Aku bangun dari posisi tidurku. Kuambil salah satu kerudung koleksiku. Kerudung hadiah ulang tahunku dari Maria. Lalu aku memakainya di depan cermin. Ada sesuatu yang aneh yang aku rasakan saat kulihat diriku memakainya. Sesuatu yang tidak dapat kujelaskan. Apakah aku benar-benar siap untuk memakainya?
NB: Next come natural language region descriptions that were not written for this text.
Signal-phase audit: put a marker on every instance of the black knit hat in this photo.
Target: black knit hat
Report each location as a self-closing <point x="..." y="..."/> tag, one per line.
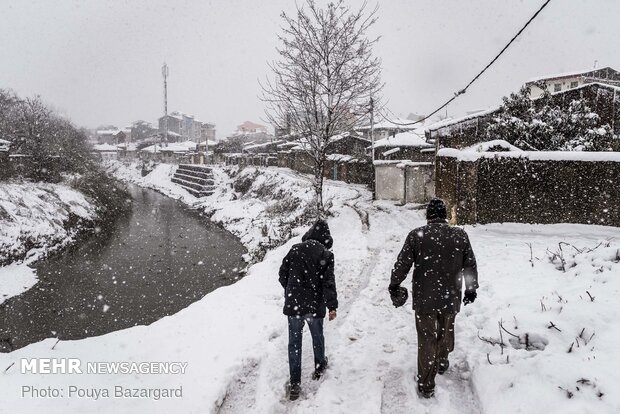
<point x="436" y="210"/>
<point x="320" y="232"/>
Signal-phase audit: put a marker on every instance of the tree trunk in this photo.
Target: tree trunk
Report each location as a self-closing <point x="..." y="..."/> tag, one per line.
<point x="318" y="188"/>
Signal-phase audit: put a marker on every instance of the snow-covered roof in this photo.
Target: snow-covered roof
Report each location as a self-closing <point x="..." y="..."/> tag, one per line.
<point x="105" y="148"/>
<point x="343" y="158"/>
<point x="264" y="144"/>
<point x="447" y="122"/>
<point x="338" y="137"/>
<point x="532" y="155"/>
<point x="486" y="145"/>
<point x="402" y="163"/>
<point x="404" y="139"/>
<point x="565" y="75"/>
<point x="288" y="144"/>
<point x="127" y="147"/>
<point x="186" y="146"/>
<point x="108" y="131"/>
<point x="392" y="123"/>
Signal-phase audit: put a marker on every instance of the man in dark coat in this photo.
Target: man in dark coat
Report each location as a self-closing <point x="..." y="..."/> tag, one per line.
<point x="307" y="276"/>
<point x="442" y="258"/>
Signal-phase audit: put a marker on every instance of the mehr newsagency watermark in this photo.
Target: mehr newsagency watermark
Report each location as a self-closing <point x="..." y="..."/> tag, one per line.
<point x="75" y="366"/>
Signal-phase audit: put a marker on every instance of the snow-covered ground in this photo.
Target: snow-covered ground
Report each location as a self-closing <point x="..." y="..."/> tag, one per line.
<point x="262" y="209"/>
<point x="235" y="339"/>
<point x="34" y="220"/>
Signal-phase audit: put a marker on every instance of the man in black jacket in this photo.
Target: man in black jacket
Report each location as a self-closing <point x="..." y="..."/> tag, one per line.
<point x="442" y="257"/>
<point x="307" y="276"/>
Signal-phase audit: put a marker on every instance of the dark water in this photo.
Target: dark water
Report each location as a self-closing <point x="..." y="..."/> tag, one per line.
<point x="152" y="262"/>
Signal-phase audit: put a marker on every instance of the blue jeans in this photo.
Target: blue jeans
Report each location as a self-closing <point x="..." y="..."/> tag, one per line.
<point x="295" y="330"/>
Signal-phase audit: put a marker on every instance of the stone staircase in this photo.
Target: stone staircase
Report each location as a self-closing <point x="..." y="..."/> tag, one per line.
<point x="196" y="179"/>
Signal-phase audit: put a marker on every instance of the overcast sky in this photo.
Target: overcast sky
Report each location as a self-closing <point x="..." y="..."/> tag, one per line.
<point x="99" y="62"/>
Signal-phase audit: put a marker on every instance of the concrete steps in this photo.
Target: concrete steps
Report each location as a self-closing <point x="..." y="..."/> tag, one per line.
<point x="196" y="179"/>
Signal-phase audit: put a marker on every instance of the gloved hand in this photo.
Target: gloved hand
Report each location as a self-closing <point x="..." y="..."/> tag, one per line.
<point x="470" y="297"/>
<point x="399" y="295"/>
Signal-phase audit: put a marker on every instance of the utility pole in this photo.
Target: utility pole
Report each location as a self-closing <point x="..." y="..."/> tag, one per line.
<point x="372" y="143"/>
<point x="372" y="128"/>
<point x="164" y="72"/>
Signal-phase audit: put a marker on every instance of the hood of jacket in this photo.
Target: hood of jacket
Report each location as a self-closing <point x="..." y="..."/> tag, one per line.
<point x="320" y="232"/>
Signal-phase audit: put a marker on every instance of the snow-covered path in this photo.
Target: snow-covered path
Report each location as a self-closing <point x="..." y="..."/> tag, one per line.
<point x="234" y="340"/>
<point x="371" y="345"/>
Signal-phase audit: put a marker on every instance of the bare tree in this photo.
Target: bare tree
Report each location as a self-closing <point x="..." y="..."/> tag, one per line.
<point x="324" y="79"/>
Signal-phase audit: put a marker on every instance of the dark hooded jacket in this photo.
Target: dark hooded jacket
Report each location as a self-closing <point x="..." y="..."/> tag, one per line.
<point x="307" y="274"/>
<point x="442" y="257"/>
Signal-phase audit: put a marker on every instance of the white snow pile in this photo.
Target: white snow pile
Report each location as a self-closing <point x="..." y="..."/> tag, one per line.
<point x="35" y="219"/>
<point x="262" y="208"/>
<point x="36" y="216"/>
<point x="15" y="279"/>
<point x="542" y="336"/>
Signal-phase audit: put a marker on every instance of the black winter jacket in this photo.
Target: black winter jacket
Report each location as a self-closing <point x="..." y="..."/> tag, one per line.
<point x="307" y="274"/>
<point x="441" y="256"/>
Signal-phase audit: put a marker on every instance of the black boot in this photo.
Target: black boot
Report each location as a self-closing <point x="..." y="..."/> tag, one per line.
<point x="443" y="367"/>
<point x="320" y="370"/>
<point x="294" y="390"/>
<point x="424" y="393"/>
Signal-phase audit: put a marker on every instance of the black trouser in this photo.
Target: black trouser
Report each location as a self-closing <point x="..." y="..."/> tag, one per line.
<point x="435" y="342"/>
<point x="295" y="330"/>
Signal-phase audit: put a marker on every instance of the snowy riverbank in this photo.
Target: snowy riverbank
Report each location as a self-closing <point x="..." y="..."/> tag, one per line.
<point x="262" y="208"/>
<point x="35" y="219"/>
<point x="564" y="297"/>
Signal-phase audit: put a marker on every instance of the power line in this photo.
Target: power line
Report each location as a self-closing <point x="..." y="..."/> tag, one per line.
<point x="462" y="91"/>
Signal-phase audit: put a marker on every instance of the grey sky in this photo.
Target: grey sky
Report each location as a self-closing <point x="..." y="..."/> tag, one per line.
<point x="99" y="62"/>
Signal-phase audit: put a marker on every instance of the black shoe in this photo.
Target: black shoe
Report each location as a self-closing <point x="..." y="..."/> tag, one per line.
<point x="320" y="370"/>
<point x="426" y="393"/>
<point x="443" y="367"/>
<point x="293" y="391"/>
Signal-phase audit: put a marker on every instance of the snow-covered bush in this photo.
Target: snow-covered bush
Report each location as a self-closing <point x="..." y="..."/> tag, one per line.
<point x="545" y="125"/>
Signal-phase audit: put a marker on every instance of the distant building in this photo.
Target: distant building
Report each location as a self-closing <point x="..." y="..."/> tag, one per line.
<point x="250" y="128"/>
<point x="207" y="132"/>
<point x="184" y="126"/>
<point x="112" y="136"/>
<point x="4" y="145"/>
<point x="566" y="81"/>
<point x="141" y="130"/>
<point x="106" y="151"/>
<point x="388" y="127"/>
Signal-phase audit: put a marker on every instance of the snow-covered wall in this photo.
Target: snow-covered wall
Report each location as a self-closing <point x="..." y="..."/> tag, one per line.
<point x="530" y="187"/>
<point x="40" y="216"/>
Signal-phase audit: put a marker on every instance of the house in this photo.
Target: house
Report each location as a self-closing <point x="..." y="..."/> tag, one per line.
<point x="566" y="81"/>
<point x="207" y="131"/>
<point x="465" y="131"/>
<point x="180" y="127"/>
<point x="387" y="127"/>
<point x="460" y="132"/>
<point x="410" y="145"/>
<point x="106" y="151"/>
<point x="179" y="152"/>
<point x="249" y="127"/>
<point x="353" y="144"/>
<point x="141" y="130"/>
<point x="112" y="136"/>
<point x="4" y="145"/>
“Bagaimana kalau Kamu bekerja nanti?” kata-kata ibuku yang bernada cemas kembali terngiang. Aku bisa memahami ketakutannya itu. Sekarang ini masih banyak orang yang menganggap jilbab adalah hambatan dalam berkarier. Siapkah aku mendengar, “Maaf, kami tidak bisa menerima Anda karena Anda berjilbab,” siapkah? Selain dari semua itu, yang terpenting adalah dapatkah aku menjilbabi sikap dan perilakuku? Dapatkah aku merubah kebiasaan-kebiasaan burukku? Yang pastinya sulit untuk dihilangkan karena sudah menjadi kebiasaan. Semalaman aku berpikir tentang semua itu.

*****************

Pagi-pagi sekali aku sudah berangkat kuliah. Orang yang pertama kali aku temui adalah Maria.

“Maria, aku memakainya,” kataku mantap. Maria berhambur ke arahku. Sambil menangis ia memelukku erat. Aku memutuskan mulai hari ini aku memakai jilbab. Sudah aku pertimbangkan segala kemungkinannya, baik dan buruk. Apapun yang terjadi akan aku hadapi. Kenapa tiba-tiba aku memutuskan untuk memakai jilbab ini? Entahlah. Semoga keinginan ini datang dari Dia dan Ia selalu memberi kekuatan padaku untuk menjaga agar jilbab ini tetap melekat.
____________________________________________________________________

Wkwkwk, lupa kalo ada nih cerpen di folder. Cerpen di atas pernah dimuat di buletin KAMIFA (Keluarga Muslim Farmasi) padahal yang nulis anak astronomi begitu. Entah kapan dulu dimuatnya, lupa. Dan atas masukan seseorang buat majang di blog yang dah lama terbengkalai, akhirnya, yah, dapat Anda baca sendiri hasilnya. Hohoho!